Alfred Serge Balachowsky (* 2. Augustjul. / 15. August 1901greg. in Korotscha, Russisches Kaiserreich; † 24. Dezember 1983 in Paris) war ein russisch-französischer Entomologe.

Leben

Balachowsky war der Sohn eines russischen Großgrundbesitzers und einer Französin. Er verbrachte seine ersten Lebensjahre in der Nähe von Moskau. Schon früh begeisterte er sich für Insekten und sammelte sie. Nachdem sein Vater durch einen Jagdunfall ums Leben kam, zog Balachowsky im Alter von zwölf Jahren nach Le Mans zu seiner Großmutter mütterlicherseits. Von 1921 bis 1923 besuchte er die École nationale supérieure agronomique de Rennes und arbeitete anschließend als Praktikant im Zoologielabor des algerischen Landwirtschaftsinstituts in Maison-Carrée. 1924 wurde er zum Assistenten am Insektarium des Versuchsgartens in Algier ernannt, wo er dank der Unterstützung der Botaniker Louis Charles Trabut und Paul de Peyerimhoff entomologische Felderfahrung sammelte. Balachowsky kehrte 1928 nach Frankreich zurück und wurde Arbeitsleiter an der entomologischen Station in Paris. 1930 wurde er Direktor der Station für landwirtschaftliche Zoologie und des Insektariums in Antibes sowie 1931 Laborleiter an der Zentralstation für landwirtschaftliche Zoologie in Versailles. Zu dieser Zeit war Paul Marchai sein Forschungsleiter.
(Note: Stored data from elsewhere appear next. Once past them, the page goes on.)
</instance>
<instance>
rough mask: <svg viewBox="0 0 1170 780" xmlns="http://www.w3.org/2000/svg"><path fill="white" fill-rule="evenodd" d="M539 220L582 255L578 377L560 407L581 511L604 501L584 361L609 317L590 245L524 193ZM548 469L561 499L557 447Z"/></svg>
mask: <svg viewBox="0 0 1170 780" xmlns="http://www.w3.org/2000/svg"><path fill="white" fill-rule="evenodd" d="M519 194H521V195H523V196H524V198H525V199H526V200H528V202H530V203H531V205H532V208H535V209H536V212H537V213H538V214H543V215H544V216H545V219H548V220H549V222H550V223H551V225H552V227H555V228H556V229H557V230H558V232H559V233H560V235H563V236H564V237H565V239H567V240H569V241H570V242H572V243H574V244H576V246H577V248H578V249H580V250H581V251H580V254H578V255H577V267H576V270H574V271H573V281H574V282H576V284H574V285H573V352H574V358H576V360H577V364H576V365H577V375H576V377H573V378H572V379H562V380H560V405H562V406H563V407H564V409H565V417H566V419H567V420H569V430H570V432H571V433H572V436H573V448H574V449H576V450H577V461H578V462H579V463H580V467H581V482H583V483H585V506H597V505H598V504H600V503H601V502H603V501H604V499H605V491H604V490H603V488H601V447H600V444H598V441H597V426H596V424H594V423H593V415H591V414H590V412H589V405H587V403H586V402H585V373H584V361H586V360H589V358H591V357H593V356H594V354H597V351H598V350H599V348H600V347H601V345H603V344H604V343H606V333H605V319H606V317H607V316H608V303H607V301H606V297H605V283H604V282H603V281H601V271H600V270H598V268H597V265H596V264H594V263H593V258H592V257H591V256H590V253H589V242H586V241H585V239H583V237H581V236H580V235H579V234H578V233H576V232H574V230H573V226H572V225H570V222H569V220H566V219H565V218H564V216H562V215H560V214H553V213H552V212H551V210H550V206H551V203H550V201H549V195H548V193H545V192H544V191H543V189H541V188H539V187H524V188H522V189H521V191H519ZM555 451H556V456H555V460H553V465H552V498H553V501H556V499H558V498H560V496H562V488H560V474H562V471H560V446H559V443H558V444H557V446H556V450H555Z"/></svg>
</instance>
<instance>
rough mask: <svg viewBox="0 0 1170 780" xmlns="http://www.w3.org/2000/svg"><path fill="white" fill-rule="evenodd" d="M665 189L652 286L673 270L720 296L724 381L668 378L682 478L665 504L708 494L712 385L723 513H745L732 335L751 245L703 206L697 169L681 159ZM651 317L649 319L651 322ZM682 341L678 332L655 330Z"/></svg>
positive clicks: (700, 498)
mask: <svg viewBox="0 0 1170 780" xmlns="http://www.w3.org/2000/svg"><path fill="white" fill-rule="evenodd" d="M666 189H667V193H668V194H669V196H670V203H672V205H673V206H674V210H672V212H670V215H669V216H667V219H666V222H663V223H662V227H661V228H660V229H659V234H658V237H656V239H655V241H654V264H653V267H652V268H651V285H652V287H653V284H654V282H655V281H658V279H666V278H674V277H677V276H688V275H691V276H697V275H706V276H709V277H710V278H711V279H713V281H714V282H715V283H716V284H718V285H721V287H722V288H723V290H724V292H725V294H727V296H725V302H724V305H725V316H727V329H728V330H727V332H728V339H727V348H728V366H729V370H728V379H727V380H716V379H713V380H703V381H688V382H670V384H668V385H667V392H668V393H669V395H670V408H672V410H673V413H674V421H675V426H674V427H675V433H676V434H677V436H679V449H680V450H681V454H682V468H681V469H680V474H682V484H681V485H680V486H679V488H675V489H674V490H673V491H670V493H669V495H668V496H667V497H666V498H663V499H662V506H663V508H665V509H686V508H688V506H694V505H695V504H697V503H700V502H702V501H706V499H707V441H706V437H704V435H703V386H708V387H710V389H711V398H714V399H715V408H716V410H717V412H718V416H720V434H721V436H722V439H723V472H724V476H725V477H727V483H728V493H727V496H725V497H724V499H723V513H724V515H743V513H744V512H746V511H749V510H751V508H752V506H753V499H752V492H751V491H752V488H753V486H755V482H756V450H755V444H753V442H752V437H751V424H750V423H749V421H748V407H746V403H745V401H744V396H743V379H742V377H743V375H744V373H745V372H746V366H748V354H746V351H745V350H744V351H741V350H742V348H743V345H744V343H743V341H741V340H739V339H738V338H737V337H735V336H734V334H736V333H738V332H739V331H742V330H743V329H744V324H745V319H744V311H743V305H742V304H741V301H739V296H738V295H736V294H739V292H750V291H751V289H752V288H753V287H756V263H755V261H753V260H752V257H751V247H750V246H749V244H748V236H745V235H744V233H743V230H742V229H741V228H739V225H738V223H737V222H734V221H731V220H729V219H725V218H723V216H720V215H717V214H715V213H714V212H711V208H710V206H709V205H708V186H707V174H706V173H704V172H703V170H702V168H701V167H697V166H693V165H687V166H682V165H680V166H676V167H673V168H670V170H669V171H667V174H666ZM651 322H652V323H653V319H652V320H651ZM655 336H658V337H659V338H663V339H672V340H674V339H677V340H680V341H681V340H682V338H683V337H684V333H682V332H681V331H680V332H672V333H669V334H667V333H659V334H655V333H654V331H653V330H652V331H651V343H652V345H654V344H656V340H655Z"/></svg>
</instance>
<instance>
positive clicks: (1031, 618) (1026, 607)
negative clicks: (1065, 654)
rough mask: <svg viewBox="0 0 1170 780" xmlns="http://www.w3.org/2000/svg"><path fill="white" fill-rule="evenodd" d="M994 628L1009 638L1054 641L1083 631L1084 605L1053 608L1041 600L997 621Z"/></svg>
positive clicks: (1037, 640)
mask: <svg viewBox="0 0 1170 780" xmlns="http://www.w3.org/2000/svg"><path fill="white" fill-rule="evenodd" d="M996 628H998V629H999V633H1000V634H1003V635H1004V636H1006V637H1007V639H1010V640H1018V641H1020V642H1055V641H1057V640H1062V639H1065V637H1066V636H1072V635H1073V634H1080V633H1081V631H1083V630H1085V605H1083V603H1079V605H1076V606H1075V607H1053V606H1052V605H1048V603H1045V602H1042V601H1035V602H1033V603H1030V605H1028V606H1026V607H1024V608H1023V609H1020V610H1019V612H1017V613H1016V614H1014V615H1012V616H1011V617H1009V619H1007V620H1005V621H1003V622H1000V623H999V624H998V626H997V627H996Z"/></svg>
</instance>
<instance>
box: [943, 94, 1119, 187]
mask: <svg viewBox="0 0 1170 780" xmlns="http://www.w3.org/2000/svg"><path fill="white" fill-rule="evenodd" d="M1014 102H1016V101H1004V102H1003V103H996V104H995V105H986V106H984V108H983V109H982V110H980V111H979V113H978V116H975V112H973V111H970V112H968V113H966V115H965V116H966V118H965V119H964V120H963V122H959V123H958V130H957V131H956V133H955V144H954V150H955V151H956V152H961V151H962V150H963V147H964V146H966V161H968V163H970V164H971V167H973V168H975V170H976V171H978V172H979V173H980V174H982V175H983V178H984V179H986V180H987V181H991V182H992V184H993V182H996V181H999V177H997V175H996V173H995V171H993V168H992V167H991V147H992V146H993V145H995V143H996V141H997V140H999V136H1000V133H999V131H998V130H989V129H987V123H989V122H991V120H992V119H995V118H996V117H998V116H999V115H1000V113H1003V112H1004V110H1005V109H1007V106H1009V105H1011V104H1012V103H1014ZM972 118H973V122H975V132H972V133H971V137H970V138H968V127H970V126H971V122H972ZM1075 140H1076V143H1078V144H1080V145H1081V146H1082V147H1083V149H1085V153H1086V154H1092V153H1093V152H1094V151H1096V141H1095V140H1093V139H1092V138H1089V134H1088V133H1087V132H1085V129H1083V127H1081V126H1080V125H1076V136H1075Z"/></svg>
1932 wurde Balachowsky mit der Dissertation Étude biologique des coccides du bassin occidental de la Méditerranée an der Universität von Paris zum Doktor der Naturwissenschaften promoviert und unterrichtete im Jahr darauf an der École nationale d’agriculture de Grignon. Bei Ausbruch des Zweite Weltkriegs, arbeitete er im Zentrallabor für bakteriologische und serologische Forschungen der Armee im Krankenhaus Val-de-Grâce in Paris. Balachowsky wurde 1940 aus der Armee entlassen und trat aktiv in die Résistance ein. Nachdem das Widerstands-Netzwerk infiltriert und aufgeflogen war, wurde Balachowsky verhaftet und schließlich in das KZ Buchenwald deportiert. Am 1. Februar 1944 wurde er in das KZ Mittelbau-Dora verlegt und am 1. Mai desselben Jahres nach Buchenwald zurückgebracht, wo er an der Entwicklung eines Impfstoffs gegen Typhus arbeitete. Er unterstützte auch die verschiedenen Untergrundgruppen im Lager und baute ein Netz von Kontakten auf, die ihn mit Informationen der Lagerkommandanten versorgten. Zusammen mit Eugen Kogon war Balachowsky maßgeblich am Überleben mehrerer britischer SOE-Offiziere beteiligt, die zu einer Gruppe gehörten, die zur Hinrichtung nach Buchenwald deportiert wurde. Die meisten der Gruppe wurden dort ermordet, aber einige, vor allem Edward Yeo-Thomas, Harry Peulevé und der französische Agent Stéphane Hessel, entkamen dank der Hilfe von Balachowsky und seinen Mitarbeitern, die sie gegen die Leichen von Typhuskranken aus ihrer Testgruppe austauschten.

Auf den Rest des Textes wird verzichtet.